When the machine starts working, the breaking panel will retract the redstone dust in front of the degassing control chamber, while the active forming panel is turned off and not working, at this time the whole system has no action; until main signal redstone signal at the location is greater than 0, the breaking panel is turned off, the active forming panel activates and places redstone wire to receive the signal output from the degassing control chamber.

(3) Feeding operation

Liquid helium signal passes through pulse gate-multiplexer-NOT gate to Location B 's factory manager, where one side of the multiplexer is connected to the redstone signal from the degassing control chamber, and the other side is connected to a normally high signal (such as a lever or redstone block signal source);

the other route ( blue route shown) The signal input to the degassing control chamber is output to the multiplexer and point A of the factory manager.

The input bin capacity requires at least 10,000 mB, so use LVBoth the input bin and the super interface need to be connected to the factory manager.
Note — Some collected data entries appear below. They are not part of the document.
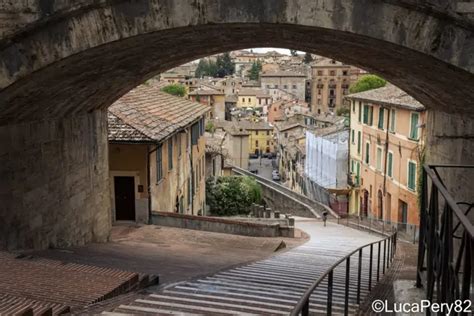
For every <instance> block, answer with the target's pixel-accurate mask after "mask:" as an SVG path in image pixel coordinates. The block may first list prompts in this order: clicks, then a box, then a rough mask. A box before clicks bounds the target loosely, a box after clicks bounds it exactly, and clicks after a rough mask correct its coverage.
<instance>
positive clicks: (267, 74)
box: [260, 71, 306, 77]
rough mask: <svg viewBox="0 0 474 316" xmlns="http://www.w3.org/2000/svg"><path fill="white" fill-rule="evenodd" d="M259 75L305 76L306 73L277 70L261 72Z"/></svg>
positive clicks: (265, 76)
mask: <svg viewBox="0 0 474 316" xmlns="http://www.w3.org/2000/svg"><path fill="white" fill-rule="evenodd" d="M260 77H306V75H304V74H302V73H299V72H294V71H277V72H266V73H262V74H261V75H260Z"/></svg>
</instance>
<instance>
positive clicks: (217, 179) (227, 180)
mask: <svg viewBox="0 0 474 316" xmlns="http://www.w3.org/2000/svg"><path fill="white" fill-rule="evenodd" d="M261 201H262V188H261V187H260V185H259V184H258V183H257V181H255V179H253V178H251V177H246V176H242V177H240V176H231V177H217V178H210V179H208V180H207V184H206V202H207V204H208V205H209V208H210V211H211V214H212V215H217V216H233V215H239V214H249V212H250V206H251V205H252V203H261Z"/></svg>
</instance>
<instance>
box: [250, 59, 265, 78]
mask: <svg viewBox="0 0 474 316" xmlns="http://www.w3.org/2000/svg"><path fill="white" fill-rule="evenodd" d="M261 71H262V62H261V61H260V60H257V61H256V62H254V63H253V64H252V68H250V72H249V79H250V80H258V78H260V72H261Z"/></svg>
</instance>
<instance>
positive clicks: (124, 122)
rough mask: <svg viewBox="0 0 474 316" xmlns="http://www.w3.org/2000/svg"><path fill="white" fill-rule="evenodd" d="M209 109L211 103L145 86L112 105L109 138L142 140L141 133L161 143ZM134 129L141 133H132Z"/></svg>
mask: <svg viewBox="0 0 474 316" xmlns="http://www.w3.org/2000/svg"><path fill="white" fill-rule="evenodd" d="M209 110H210V107H208V106H205V105H202V104H200V103H196V102H192V101H189V100H187V99H184V98H180V97H176V96H172V95H170V94H167V93H165V92H162V91H160V88H159V87H157V86H147V85H142V86H139V87H137V88H135V89H133V90H132V91H130V92H129V93H127V94H126V95H124V96H123V97H122V98H120V99H119V100H118V101H116V102H115V103H114V104H113V105H112V106H111V107H110V108H109V112H110V113H111V114H112V116H109V118H112V121H110V120H109V140H110V141H139V140H140V136H139V134H138V133H140V134H143V135H144V136H146V137H147V138H148V139H149V140H153V141H158V142H159V141H162V140H164V139H165V138H167V137H168V136H170V135H171V134H173V133H175V132H177V131H178V130H180V129H182V128H184V127H186V126H187V125H189V124H191V123H193V122H195V121H196V120H197V119H199V118H200V117H201V116H203V115H204V114H206V113H207V112H208V111H209ZM114 116H115V117H116V118H118V119H120V120H121V122H120V121H118V120H115V119H114ZM130 128H133V129H135V130H136V131H137V132H134V133H132V132H131V131H130ZM141 137H143V136H141ZM137 139H138V140H137Z"/></svg>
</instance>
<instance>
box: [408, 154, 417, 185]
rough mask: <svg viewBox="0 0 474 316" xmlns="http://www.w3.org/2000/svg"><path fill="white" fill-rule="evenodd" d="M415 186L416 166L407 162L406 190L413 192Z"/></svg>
mask: <svg viewBox="0 0 474 316" xmlns="http://www.w3.org/2000/svg"><path fill="white" fill-rule="evenodd" d="M415 186H416V164H415V163H413V162H411V161H409V162H408V188H409V189H410V190H413V191H415Z"/></svg>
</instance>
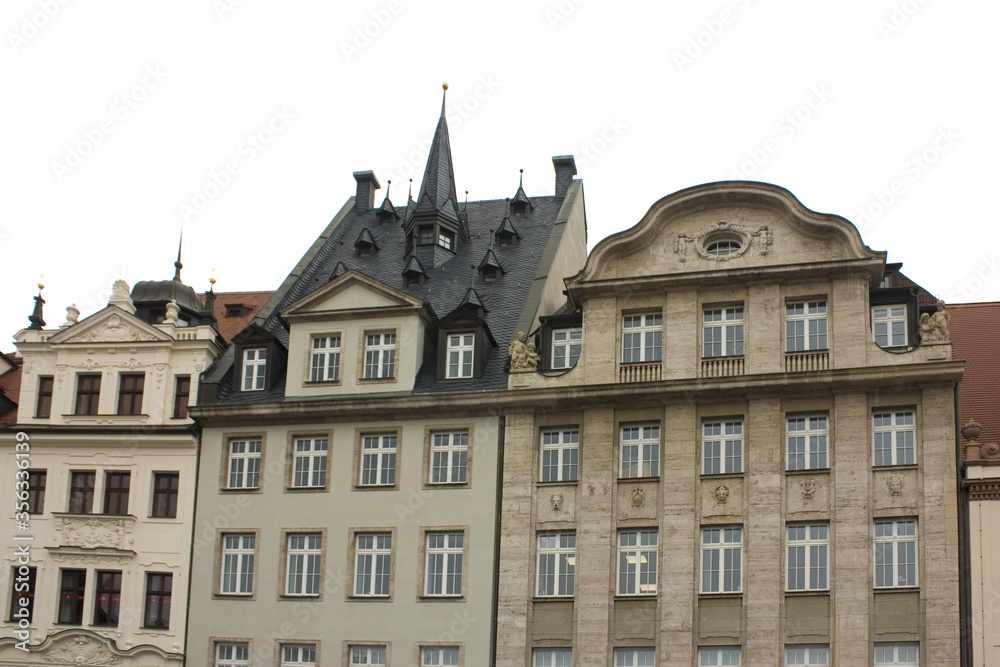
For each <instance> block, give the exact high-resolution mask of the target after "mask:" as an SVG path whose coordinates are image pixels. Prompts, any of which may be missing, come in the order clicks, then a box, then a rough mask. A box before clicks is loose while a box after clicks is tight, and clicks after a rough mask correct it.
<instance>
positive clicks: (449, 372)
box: [446, 333, 476, 380]
mask: <svg viewBox="0 0 1000 667" xmlns="http://www.w3.org/2000/svg"><path fill="white" fill-rule="evenodd" d="M475 341H476V336H475V334H471V333H461V334H449V335H448V373H447V375H446V377H447V378H448V379H449V380H455V379H460V378H470V377H472V357H473V353H474V351H475V347H476V346H475Z"/></svg>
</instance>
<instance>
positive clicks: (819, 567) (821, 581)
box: [785, 523, 830, 664]
mask: <svg viewBox="0 0 1000 667" xmlns="http://www.w3.org/2000/svg"><path fill="white" fill-rule="evenodd" d="M829 531H830V527H829V526H828V525H827V524H825V523H815V524H808V525H794V526H789V527H788V578H787V579H786V583H785V585H786V589H787V590H790V591H825V590H827V589H828V588H829V587H830V584H829V581H828V579H827V572H828V569H829V560H828V553H829V548H830V537H829ZM799 664H804V663H799Z"/></svg>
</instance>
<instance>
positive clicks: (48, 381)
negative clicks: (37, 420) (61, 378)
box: [35, 375, 52, 419]
mask: <svg viewBox="0 0 1000 667" xmlns="http://www.w3.org/2000/svg"><path fill="white" fill-rule="evenodd" d="M51 415H52V376H51V375H40V376H39V377H38V403H37V404H36V405H35V417H37V418H39V419H46V418H48V417H50V416H51Z"/></svg>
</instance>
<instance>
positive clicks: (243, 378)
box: [243, 347, 267, 391]
mask: <svg viewBox="0 0 1000 667" xmlns="http://www.w3.org/2000/svg"><path fill="white" fill-rule="evenodd" d="M266 371H267V348H265V347H255V348H251V349H249V350H243V391H260V390H262V389H263V388H264V373H265V372H266Z"/></svg>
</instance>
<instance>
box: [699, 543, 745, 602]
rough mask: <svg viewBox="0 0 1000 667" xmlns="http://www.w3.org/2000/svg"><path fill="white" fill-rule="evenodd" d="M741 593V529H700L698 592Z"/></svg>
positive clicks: (741, 587) (741, 583)
mask: <svg viewBox="0 0 1000 667" xmlns="http://www.w3.org/2000/svg"><path fill="white" fill-rule="evenodd" d="M742 590H743V529H742V528H738V527H736V528H702V530H701V592H702V593H739V592H741V591H742Z"/></svg>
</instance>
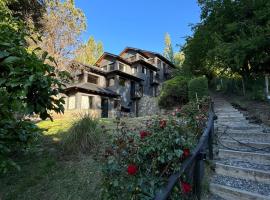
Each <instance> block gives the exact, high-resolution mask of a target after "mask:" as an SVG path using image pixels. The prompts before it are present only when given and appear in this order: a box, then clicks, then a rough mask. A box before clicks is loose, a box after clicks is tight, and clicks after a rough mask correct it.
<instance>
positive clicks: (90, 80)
mask: <svg viewBox="0 0 270 200" xmlns="http://www.w3.org/2000/svg"><path fill="white" fill-rule="evenodd" d="M87 82H88V83H94V84H98V77H97V76H94V75H91V74H88V77H87Z"/></svg>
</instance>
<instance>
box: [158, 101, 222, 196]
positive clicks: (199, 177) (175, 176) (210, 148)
mask: <svg viewBox="0 0 270 200" xmlns="http://www.w3.org/2000/svg"><path fill="white" fill-rule="evenodd" d="M215 119H217V117H216V115H215V114H214V109H213V102H211V104H210V109H209V116H208V121H207V126H206V128H205V129H204V131H203V134H202V136H201V137H200V139H199V141H198V144H197V146H196V148H195V149H194V150H193V152H192V154H191V156H190V157H189V158H188V159H187V160H185V161H184V162H183V163H182V165H181V168H180V170H179V171H178V172H177V173H175V174H172V175H171V176H170V177H169V180H168V184H167V186H166V187H165V188H164V189H162V190H161V191H160V192H158V193H157V194H156V196H155V198H154V199H155V200H166V199H168V198H169V196H170V194H171V192H172V190H173V188H174V186H175V185H176V183H177V182H178V180H179V179H180V177H181V176H182V174H183V173H184V172H185V171H187V169H188V167H190V166H191V165H192V164H194V163H195V167H194V169H193V170H194V180H195V181H194V182H195V183H194V190H193V192H194V193H195V195H196V196H197V198H198V200H200V198H201V177H202V176H201V174H202V172H201V168H202V167H201V166H202V165H203V163H202V161H203V160H204V159H205V157H206V153H205V146H206V144H208V150H209V159H210V160H212V159H213V146H212V145H213V134H214V120H215Z"/></svg>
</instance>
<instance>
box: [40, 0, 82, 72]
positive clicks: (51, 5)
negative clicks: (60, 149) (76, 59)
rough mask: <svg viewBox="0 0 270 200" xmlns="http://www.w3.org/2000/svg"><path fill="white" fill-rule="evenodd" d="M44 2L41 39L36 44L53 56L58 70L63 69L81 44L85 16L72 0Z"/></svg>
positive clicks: (72, 56) (58, 0) (42, 19)
mask: <svg viewBox="0 0 270 200" xmlns="http://www.w3.org/2000/svg"><path fill="white" fill-rule="evenodd" d="M45 4H46V13H45V14H44V16H43V19H42V33H41V39H42V41H41V42H40V43H38V45H39V46H41V48H42V49H44V50H46V51H47V52H48V53H49V54H50V55H51V56H53V57H54V59H55V61H56V66H57V68H58V70H64V69H65V66H66V64H67V62H68V61H69V60H70V59H72V58H73V57H74V52H75V50H76V49H77V48H78V46H79V45H80V44H81V41H80V35H81V33H82V32H83V31H84V30H85V28H86V18H85V15H84V13H83V12H82V11H81V10H80V9H78V8H76V6H75V4H74V1H73V0H64V1H61V0H46V1H45Z"/></svg>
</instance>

The large interface is used to provide materials needed for degassing treatment. The diagram shows that it is connected to the main network that can provide or synthesize all materials, so a synthesis card is installed.

In this example, the materials marked on the first page of the interface and the corresponding subscripts are as follows:

• gaseous helium (0)，gaseous neon (1)，gaseous argon (2)，krypton (3)，gaseous xenon (4)，liquid helium (5)

• liquid samarium iron arsenic oxide (9)，liquid indium tin barium titanium copper oxide (10)，liquid uranium rhodium silicon rock alloy (11)，liquid enriched silicon rock kaijin europium keng uranium alloy (12)，liquid ruthenium kaijin americium amplo oxide (13)，liquid amplo (14)

Using SFM's Network Tool, right-click a container (requires an item or fluid in the slot), or press Ctrl+I (default shortcut) in the GUI to view the slot index.

In the factory manager script, uniformly use src refers to the super large interface that supplies materials,dst refers to the degassing treatment material LVInput hatch.

Among them,Location A the factory manager script:

every redstone pulse do
    if redstone = 1 then
        input 10000 fluid:gtceu:helium from src top side slots 0
    else if redstone = 3 then
        input 8000 fluid:gtceu:neon from src top side slots 1
    else if redstone = 5 then
        input 6000 fluid:gtceu:argon from src top side slots 2
    else if redstone = 7 then
        input 4000 fluid:gtceu:krypton from src top side slots 3
    else if redstone = 9 then
        input 2000 fluid:gtceu:xenon from src top side slots 4
    else if redstone = 2 then
        input 1000 fluid:gtceu:samarium_iron_arsenic_oxide from src top side slots 9
    else if redstone = 4 then
        input 1000 fluid:gtceu:indium_tin_barium_titanium_cuprate from src top side slots 10
    else if redstone = 6 then
        input 1000 fluid:gtceu:uranium_rhodium_dinaquadide from src top side slots 11
    else if redstone = 8 then
        input 1000 fluid:gtceu:enriched_naquadah_trinium_europium_duranide from src top side slots 12
    else if redstone = 10 then
        input 1000 fluid:gtceu:ruthenium_trinium_americium_neutronate from src top side slots 13
    else if redstone = 11
        or redstone = 13
        or redstone = 15 then
        input 2000 fluid:gtocore:amprosium from src top side slots 14
    end
    output fluid:: to dst top side slots 0
end

Location B 's factory manager script:

every redstone pulse do
    input 10000 fluid:gtceu:liquid_helium from src top side slots 5
    output 10000 fluid:gtceu:liquid_helium to dst top side slots 0
end

Location B The factory manager can also use other output methods instead, as long as it satisfies: receives a non-zero redstone signal to work once, and outputs a specified amount from the super large interface or other sources.Liquid Helium (10 000mB) to the degassing treated material LVin the input bin.